Prater'de 4-0 kaybettiğimiz bir deplasman maçını içime sindirememiştim. 1985'te bizim milli takımın 10 küsur yıl sonra bir Dünya Kupası eleme grubu galibiyeti aldığı Ali Sami Yen Stadı'ndaki Avusturya maçını hafızalarımıza kazımış bir kuşağız. Okuldaki sırama Türkiye 3-Avusturya 1 yazmıştım. İlk yazarlık girişimim olsa gerek!

Sonra yine aynı tadı veren bir eşleşmede Avusturya'yı 1989'da Rıdvan'ın iki ve Feyyaz'ın golleriyle 3-0 yenmiştik ve bu, inanılmaz keyifli bir olaydı.

O dönem A.Wien ile R.Wien'le eşleşmek bayağı bir taşa vurmak olduğundan kulüp düzeyinde de işimiz zordu. Galatasaray'ın 2-0 öne geçtiği bir maç Ali Sami Yen Stadı'nda 4-2 A.Wien'in galibiyeti ile sona ermiş, deplasmandaki 1-0'lık galibiyet yetmemişti. Yine Beşiktaş ile G.Saray'ın Rapid Wien buluşmalarını hatırlıyor insan! Öyle harika günler falan değildi.

Biz büyüdük, Avusturya denilince bize Avrupa Birliği yolunu kapatan bu ülkeye fena halde içerlerken, sahada ne milli takımlarını ne kulüp takımlarını ciddiye almıyoruz. Açık ara önde olmamızın nedeni dinamik genç nüfusumuz ve ligimizin 10 fersah önde olması şüphesiz...
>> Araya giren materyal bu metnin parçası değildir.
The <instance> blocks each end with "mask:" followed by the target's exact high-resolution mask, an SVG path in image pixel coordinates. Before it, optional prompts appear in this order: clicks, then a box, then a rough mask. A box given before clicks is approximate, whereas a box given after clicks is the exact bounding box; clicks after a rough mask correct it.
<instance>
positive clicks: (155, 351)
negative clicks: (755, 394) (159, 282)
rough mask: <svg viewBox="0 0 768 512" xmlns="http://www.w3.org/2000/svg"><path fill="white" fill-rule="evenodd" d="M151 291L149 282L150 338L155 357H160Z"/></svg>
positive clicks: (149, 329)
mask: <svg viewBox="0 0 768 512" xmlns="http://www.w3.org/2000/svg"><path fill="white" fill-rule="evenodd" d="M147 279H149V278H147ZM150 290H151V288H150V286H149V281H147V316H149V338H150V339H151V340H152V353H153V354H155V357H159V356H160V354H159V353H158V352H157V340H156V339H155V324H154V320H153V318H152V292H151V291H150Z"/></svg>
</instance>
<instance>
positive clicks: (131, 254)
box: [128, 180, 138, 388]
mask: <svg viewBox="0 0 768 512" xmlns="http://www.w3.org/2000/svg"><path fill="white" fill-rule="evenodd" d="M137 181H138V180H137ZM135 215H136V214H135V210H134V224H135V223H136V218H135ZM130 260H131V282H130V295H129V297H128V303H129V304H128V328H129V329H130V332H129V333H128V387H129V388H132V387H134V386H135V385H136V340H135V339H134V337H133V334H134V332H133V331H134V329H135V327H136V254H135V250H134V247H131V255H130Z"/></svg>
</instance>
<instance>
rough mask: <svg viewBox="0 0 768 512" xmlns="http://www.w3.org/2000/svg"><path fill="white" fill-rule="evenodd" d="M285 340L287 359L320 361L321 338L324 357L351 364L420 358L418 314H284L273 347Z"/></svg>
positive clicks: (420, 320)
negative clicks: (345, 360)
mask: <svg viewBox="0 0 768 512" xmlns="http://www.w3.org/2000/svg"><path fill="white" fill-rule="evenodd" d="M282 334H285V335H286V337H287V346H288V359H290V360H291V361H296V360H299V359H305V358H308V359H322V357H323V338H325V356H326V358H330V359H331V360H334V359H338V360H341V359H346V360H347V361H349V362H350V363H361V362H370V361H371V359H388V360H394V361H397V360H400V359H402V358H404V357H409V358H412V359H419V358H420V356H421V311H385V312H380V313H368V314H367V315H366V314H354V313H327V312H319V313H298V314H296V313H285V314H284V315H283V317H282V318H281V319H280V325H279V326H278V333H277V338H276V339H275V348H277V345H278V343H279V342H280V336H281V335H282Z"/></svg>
1989 yılında biz Avusturya'yı 3-0 yenerken, ligimizde bir önceki yılın gol kralı 39 gol atan Tanju Çolak'tı... Dün akşam sahada Beşiktaş'a oranla sıradan bir takım olan Rapid Wien takımının Türk oyuncusu 1989 doğumlu Tanju'nun ismine ilham veren Tanju Çolak mıydı acaba? Hadi bunun üzerine düşünelim, ne kadar içinden çıkılmaz kargaşalar arenası da olsa bizde, bizim fark edemediğimiz bir gelişim olmuş gerçekten de...

Böyle durumlar karamsar günlerin düzeltme hareketi oluveriyor birdenbire ve hatırlamakta fayda var...

Tuhaflığa bakın, dün akşam bizim Tanju ile Yasin, İspanyol Guti ile Portekizli Quaresma'yı tekmeleyip durdular... 21 yıl sonra da bir Avusturya-Türkiye yazısı yazmak isterim... Son söz; aferin Cenk...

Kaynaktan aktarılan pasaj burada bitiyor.